Written by any person on the street, it’s a damning indictment of some of public radio’s (perceived) trends over the past 10 years or so. But this was not written by any random man on the street — it’s written by a man with experience inside the system as a producer as well as consumer.

While I’m not entirely in agreement with Slusher, I do think there are some truths in there with which public radio (and all of public media) must seriously grapple. Slusher’s comments on the changes in the flagship NPR newsmagazines in particular I find fairly accurate. Of course, those changes may account for the doubling in NPR’s weekly audience over the past 10 years. But it’s definitely changed, and for those with an interest in deeper news coverage, it’s not all positive changes.

In any case, it’s a long post but worth a read and a comment at his site, whatever your opinions.

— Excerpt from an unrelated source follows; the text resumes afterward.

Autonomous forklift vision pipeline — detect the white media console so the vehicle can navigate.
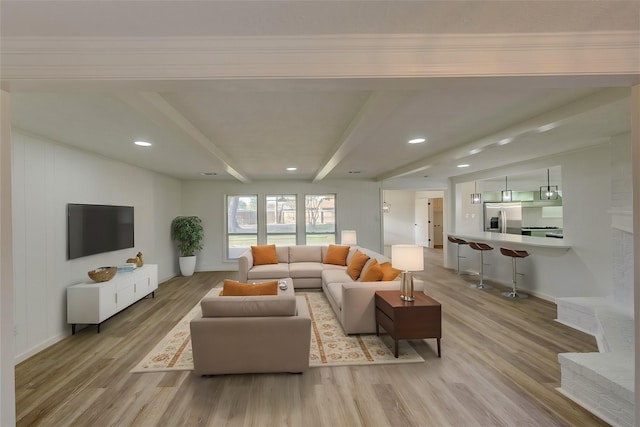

The Paterson innovation series

Monday, March 3, 2008

Robert Paterson has begun a multi-part series on innovation in the public media space around the country. For anyone laboring on new media projects or working to promote new media (especially connective community media), this is a must-read series.

The posts so far…

I’m expecting more posts soon, probably on KETC’s work in St. Louis (building community around shared media and history), WOSU’s work in Columbus (bringing the online community into station engagement), and Ideastream in Cleveland (blending a dual licensee with fellow nonprofits and the community).